Our second guest blog describes how a local enthusiast Martin, began his journey along the rocky road of geology.
For me it started at a young age, I used to get curios and excited at the site of exposed rocks. When I was out with my dad in the car, I used to look out the window at the red sand stones at Bridgnorth, or at the exposed limestone as we drove over Hurst Hill on the way to Sedgley. I wondered why they were there and not in my back garden?

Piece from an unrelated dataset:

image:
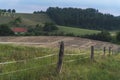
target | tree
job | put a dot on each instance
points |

The first fossil I ever found was in a wood close to my house, I was about 10 years old. I think it was a small sea shell fragment in a piece of red shale and I can’t for the life of me remember what happened to it. Fossil hunting was rather a hit and miss affair for a while as the places I tended to look for fossils didn’t have any fossils to find! Things did improve though when I was much older and by then married, with two holidays, the first to Weymouth and the second to my fantasy home town of Lyme Regis (just as soon as I win the lottery!). It was at this point that I began to look at books in order to direct me to the best fossil gathering rocks.
Another early age rock related obsession of mine stemmed from the first time I saw the bright multi coloured ropes and shiny ironmongery of the people who clambered all over them. I would sit in front of the TV watching famous rock climbers like Joe Brown and Chis Bonington and think ‘I wish I could do that’. I was lucky when a chance conversation with a new neighbour to the street where my wife and I were living in 1992 introduced me to a climbing club. This in turn introduced me to the rocky outcrops of the Peak District and North Wales.
When your nose is only 15cm away from a piece of rock as you try to find a way up it, you sometimes wonder about how it all got there. A massive change in our family circumstances in 2004 led to me having some extra time to myself in the evenings. This coupled with the Open University sponsored TV show Coast, and my climbing partners graduation from the same university led me to wonder if I could have a go, the subject was obvious. So here I am floundering halfway though an OU degree in Geosciences thinking that I haven’t really got the time to write this, but then the stuff I have learnt, I think that it’s a story worth telling.